Sin embargo, es una realidad que en los discursos que escuchamos hasta ahora predomina el monólogo y todo el peso de esa tarea persuasiva se queda en la utilización de la imagen. Lo que queda es una sucesión de spots, espectaculares y mensajes que no ofrecen otra cosa que frases pretendidamente ingeniosas, o caritas sonrientes que saturan el paisaje rural y urbano, e inundan las redes sociales y las frecuencias de radio y televisión.

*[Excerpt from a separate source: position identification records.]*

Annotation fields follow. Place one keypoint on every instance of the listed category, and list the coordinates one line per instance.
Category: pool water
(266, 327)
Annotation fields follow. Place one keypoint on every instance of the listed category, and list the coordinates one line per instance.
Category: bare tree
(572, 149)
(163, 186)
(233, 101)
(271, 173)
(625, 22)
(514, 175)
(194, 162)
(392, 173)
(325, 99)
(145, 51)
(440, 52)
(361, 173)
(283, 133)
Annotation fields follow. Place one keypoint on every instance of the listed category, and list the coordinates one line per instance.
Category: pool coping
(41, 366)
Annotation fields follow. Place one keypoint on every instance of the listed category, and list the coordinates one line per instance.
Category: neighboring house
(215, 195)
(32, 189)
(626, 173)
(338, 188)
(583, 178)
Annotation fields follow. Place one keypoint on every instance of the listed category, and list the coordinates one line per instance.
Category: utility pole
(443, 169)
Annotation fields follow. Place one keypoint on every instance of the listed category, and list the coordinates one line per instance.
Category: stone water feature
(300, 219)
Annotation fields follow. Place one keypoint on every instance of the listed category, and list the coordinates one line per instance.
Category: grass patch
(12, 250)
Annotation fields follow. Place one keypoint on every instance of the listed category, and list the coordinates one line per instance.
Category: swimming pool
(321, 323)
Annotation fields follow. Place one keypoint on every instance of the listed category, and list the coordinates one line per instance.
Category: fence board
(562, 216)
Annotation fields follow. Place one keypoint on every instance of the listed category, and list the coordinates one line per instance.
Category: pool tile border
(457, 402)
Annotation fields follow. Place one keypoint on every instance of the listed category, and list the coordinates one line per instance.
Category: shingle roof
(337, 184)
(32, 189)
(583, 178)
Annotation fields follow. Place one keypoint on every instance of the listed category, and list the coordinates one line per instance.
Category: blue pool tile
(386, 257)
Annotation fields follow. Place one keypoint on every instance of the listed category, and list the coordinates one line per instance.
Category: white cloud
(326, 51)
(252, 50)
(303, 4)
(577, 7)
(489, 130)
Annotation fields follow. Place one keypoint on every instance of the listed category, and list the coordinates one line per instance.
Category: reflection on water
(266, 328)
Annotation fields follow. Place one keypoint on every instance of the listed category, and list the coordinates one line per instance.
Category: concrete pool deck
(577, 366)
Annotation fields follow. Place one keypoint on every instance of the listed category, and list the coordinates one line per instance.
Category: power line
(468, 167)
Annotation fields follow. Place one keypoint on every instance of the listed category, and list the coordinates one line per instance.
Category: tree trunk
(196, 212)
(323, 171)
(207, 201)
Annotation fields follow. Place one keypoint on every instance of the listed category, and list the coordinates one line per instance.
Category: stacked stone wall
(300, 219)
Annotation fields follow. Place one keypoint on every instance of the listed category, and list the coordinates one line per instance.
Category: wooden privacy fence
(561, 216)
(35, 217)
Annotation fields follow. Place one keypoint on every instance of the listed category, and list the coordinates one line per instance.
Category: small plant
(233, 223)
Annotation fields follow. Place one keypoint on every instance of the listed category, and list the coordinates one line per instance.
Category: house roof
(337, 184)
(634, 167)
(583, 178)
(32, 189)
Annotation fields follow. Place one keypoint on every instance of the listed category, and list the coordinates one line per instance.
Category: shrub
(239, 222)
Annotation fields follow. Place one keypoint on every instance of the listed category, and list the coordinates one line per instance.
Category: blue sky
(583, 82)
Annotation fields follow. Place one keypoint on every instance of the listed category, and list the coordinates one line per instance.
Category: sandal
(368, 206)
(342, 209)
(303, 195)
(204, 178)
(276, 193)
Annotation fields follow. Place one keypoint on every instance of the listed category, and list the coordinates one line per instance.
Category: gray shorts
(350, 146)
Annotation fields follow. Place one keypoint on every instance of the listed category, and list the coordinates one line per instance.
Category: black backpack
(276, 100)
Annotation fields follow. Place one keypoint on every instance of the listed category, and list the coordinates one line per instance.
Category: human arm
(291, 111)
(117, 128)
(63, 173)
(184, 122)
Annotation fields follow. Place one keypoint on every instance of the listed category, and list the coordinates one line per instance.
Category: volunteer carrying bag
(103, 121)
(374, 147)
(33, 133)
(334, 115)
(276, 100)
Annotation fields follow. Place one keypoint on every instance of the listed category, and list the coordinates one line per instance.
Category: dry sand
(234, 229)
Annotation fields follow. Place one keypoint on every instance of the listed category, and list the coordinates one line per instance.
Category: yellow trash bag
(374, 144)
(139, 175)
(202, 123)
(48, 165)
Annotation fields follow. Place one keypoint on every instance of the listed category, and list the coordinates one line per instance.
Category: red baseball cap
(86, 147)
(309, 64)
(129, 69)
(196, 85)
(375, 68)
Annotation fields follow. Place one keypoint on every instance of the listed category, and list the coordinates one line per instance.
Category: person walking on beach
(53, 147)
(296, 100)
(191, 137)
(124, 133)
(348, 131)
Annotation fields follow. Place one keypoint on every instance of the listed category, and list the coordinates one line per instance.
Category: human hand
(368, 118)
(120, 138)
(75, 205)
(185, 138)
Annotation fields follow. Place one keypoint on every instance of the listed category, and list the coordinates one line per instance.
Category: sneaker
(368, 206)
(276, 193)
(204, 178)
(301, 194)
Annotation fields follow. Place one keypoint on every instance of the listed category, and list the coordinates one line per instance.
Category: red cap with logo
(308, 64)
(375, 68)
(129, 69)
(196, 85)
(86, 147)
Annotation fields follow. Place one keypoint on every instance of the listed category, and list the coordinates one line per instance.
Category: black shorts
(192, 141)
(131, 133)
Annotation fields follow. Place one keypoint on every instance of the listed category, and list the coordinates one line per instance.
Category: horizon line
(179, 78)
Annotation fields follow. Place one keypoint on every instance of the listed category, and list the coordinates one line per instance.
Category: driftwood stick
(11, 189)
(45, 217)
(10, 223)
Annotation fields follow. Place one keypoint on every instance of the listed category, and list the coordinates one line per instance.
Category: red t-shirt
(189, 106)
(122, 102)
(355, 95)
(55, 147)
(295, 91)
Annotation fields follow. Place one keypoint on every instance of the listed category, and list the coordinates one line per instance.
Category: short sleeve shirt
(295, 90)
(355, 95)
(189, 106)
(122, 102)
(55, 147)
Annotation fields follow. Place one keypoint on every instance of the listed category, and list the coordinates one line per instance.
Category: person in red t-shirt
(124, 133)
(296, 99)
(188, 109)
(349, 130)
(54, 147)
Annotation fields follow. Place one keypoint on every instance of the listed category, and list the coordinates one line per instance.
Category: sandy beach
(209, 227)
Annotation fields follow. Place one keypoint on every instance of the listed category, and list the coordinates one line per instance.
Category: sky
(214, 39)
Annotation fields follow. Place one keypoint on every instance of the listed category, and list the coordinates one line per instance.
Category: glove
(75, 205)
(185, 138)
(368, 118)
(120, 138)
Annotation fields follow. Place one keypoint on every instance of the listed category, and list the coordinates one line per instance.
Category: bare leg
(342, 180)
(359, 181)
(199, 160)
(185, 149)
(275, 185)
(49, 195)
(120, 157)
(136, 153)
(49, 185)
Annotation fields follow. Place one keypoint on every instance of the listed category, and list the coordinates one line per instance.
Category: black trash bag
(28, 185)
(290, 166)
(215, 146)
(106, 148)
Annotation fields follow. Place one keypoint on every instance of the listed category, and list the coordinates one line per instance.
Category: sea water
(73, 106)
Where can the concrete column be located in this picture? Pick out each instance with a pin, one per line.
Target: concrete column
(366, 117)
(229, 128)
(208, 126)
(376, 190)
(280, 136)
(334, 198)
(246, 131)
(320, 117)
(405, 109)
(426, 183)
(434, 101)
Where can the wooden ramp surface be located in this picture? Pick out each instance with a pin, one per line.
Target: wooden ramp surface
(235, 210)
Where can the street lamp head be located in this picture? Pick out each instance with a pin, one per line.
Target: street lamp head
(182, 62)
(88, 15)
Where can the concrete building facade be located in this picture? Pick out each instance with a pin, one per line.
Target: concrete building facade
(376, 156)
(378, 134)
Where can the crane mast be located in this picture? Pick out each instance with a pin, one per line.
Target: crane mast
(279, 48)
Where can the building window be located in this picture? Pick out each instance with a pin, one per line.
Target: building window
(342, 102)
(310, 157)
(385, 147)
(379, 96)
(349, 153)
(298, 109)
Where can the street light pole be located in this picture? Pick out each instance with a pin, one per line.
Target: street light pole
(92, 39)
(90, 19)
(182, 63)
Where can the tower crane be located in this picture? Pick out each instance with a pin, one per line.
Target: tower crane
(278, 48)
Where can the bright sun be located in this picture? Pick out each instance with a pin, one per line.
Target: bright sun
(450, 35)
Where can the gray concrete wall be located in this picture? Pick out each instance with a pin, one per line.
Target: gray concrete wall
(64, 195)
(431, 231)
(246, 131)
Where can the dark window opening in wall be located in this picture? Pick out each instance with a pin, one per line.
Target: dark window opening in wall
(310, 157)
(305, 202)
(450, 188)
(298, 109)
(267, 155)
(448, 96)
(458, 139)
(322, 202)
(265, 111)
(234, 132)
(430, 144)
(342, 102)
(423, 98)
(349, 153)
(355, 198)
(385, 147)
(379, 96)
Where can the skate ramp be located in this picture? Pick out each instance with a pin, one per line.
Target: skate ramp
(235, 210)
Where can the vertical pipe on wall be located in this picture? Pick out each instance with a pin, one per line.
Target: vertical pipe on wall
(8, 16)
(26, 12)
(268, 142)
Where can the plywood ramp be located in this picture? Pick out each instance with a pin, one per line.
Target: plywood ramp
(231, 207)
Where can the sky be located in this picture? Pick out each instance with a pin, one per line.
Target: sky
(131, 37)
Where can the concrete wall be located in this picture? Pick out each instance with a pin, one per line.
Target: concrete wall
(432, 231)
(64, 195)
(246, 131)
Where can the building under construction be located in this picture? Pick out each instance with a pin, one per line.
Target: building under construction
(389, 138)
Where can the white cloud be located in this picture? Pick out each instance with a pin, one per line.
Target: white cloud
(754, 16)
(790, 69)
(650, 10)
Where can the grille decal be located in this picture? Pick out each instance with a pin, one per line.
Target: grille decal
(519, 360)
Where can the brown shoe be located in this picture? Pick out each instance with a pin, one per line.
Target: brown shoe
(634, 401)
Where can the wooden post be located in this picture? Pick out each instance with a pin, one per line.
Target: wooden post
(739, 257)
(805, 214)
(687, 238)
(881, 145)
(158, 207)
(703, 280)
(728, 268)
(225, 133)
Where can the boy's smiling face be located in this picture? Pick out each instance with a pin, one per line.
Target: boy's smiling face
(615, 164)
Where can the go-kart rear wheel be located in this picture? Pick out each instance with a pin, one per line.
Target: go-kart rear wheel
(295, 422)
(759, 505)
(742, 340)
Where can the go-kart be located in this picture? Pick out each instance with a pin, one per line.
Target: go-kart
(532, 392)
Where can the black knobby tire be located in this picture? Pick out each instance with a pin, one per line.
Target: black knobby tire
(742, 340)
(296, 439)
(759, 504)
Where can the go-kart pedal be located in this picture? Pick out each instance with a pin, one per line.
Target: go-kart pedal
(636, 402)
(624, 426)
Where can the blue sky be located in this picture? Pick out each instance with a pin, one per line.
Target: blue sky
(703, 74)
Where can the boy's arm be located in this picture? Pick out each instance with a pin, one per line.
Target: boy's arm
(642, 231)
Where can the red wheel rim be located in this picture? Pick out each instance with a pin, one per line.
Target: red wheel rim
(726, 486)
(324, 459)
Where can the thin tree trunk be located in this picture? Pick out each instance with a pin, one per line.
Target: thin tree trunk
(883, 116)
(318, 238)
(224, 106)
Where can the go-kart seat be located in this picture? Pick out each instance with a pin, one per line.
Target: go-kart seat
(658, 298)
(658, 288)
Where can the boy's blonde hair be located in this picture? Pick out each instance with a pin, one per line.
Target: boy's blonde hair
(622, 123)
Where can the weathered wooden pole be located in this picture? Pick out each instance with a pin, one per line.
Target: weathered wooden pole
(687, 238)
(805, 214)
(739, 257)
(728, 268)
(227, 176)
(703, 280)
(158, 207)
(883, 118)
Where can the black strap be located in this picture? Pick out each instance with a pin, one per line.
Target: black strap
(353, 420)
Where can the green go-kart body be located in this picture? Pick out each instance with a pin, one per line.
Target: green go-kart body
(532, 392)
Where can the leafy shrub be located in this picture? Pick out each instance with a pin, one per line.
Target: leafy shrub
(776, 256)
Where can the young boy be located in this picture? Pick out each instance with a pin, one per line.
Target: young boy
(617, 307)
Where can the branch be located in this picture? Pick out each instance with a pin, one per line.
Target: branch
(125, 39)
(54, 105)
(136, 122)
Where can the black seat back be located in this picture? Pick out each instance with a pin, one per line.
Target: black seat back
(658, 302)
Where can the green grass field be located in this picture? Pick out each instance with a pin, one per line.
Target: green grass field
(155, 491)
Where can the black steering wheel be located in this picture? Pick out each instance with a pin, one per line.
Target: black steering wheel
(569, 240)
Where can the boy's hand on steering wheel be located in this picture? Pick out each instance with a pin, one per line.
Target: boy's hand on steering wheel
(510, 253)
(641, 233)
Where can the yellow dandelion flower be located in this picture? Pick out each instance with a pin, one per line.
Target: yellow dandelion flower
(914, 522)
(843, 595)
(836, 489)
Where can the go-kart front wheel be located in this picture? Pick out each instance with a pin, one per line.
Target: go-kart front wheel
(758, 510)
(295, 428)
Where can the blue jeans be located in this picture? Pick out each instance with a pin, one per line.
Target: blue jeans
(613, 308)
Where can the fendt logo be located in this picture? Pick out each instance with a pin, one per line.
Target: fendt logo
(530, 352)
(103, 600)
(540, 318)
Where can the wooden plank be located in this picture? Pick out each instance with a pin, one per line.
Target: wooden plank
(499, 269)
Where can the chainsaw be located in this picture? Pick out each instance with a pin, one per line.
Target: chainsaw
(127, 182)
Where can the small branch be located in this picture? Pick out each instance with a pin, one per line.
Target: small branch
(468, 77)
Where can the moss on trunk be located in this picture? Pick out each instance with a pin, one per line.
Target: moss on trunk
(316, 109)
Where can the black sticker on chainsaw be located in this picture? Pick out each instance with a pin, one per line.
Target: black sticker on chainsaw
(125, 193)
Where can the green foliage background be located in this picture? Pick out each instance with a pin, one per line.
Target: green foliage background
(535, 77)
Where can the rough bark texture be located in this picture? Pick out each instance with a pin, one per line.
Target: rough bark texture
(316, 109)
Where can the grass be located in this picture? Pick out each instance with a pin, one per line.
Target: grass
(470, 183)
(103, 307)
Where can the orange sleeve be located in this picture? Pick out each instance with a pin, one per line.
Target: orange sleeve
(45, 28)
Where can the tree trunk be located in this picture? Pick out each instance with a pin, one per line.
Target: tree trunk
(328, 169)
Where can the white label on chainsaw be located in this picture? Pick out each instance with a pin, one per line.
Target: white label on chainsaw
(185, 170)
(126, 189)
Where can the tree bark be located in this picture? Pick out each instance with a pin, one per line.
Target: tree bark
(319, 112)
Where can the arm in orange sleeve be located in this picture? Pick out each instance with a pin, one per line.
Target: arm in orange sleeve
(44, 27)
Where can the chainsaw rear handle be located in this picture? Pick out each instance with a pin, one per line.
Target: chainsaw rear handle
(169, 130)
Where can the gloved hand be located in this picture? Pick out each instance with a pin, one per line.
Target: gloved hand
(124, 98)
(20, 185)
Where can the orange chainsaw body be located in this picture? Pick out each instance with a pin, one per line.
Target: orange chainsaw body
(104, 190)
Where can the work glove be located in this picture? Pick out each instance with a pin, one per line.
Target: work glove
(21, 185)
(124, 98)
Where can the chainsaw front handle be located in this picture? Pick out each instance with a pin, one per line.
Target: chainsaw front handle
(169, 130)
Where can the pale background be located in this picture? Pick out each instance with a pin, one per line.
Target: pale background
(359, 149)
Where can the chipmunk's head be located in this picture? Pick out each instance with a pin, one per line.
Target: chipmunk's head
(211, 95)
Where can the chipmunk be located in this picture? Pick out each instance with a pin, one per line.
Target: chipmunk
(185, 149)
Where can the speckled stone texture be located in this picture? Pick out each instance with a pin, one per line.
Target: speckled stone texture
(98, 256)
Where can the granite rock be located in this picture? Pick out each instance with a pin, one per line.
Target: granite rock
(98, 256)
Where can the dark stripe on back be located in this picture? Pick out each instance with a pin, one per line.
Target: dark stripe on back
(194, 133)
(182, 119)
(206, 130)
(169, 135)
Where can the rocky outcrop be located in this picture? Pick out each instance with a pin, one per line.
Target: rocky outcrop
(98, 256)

Caritas sonrientes y frases trilladas, sea la repetición del discurso lopezobradorista o, ahora que ya calienta motores la oposición, con los dichos y ocurrencias de la senadora Xóchitl Gálvez en respuesta al discurso del presidente, o en lo local con títulos de libros, frases de portadas de revista y otras trivialidades que sirven a quienes las promueven para ser medianamente conocidos de cara a los sondeos de opinión que definirán candidaturas.
Conjunto de expresiones y mensajes que no nos dicen nada de la capacidad real para gobernar de quienes aspiran a hacerlo a nivel federal o local y que en muy poco nos ayudan a decidir.
De esta todo se reduce a un simple truco psicológico o publicitario ante el cual el público se ve como una víctima pasiva y convierte a la racionalización del mensaje u oferta del candidato en una tarea para iniciados que logren desentrañar –si lo hay- el mensaje que pretenden dar los candidatos.
Esta ausencia de diálogo, de proyectos y ofertas coherentes, no constituye una cuestión menor y debería considerarse como un serio llamado de atención. Debate, propuesta y defensa de argumentos caracterizan y son requisito de las instituciones y procesos que denominamos democráticos. La dialéctica –o arte de disputar- y la retórica –o arte de componer discursos- son elementos consustanciales al ejercicio de la política y representan herramientas imprescindibles a los fines de la persuasión y la formación de consenso.
El debate público tiene una indiscutible utilidad a los fines de la confrontación de los intereses opuestos y para forjar una ciudadanía activa en los procesos de deliberación pública.
No obstante, en un escenario en el que la imagen se antepone al mensaje, en el momento de formar un juicio u opinión el ciudadano tenderá de manera natural a utilizar aquella información que resulte más accesible o disponible para su memoria; aquella que implica menores esfuerzos de pensamiento y recuperación. He ahí el éxito de las modernas formas de hacer política y de organizar y conducir las campañas políticas, aunque vayan en detrimento de la calidad de nuestra vapuleada democracia.
Cuando no se confrontan puntos de vista y propuestas, ni se exponen proyectos e ideas, el silencio se impone ante la presunta eficacia de una imagen y se echa por la borda el objetivo que debe mover a los partidos y aspirantes a candidatos de establecer un debate público vigoroso.
Cuando la propaganda cede su espacio a la publicidad, a las caritas sonrientes, a los videos para mostrar los baños de pueblo y los ingeniosos memes, es cuando constatamos la pobreza de nuestra competencia democrática y es cuando queda puesta la mesa para elegir a ciegas, movidos solo por pulsiones de amor/odio alimentadas por el discurso polarizador, o por la expectativa de recibir dádivas. Así de pobre se vislumbra el panorama.
Es la banalización total de la política.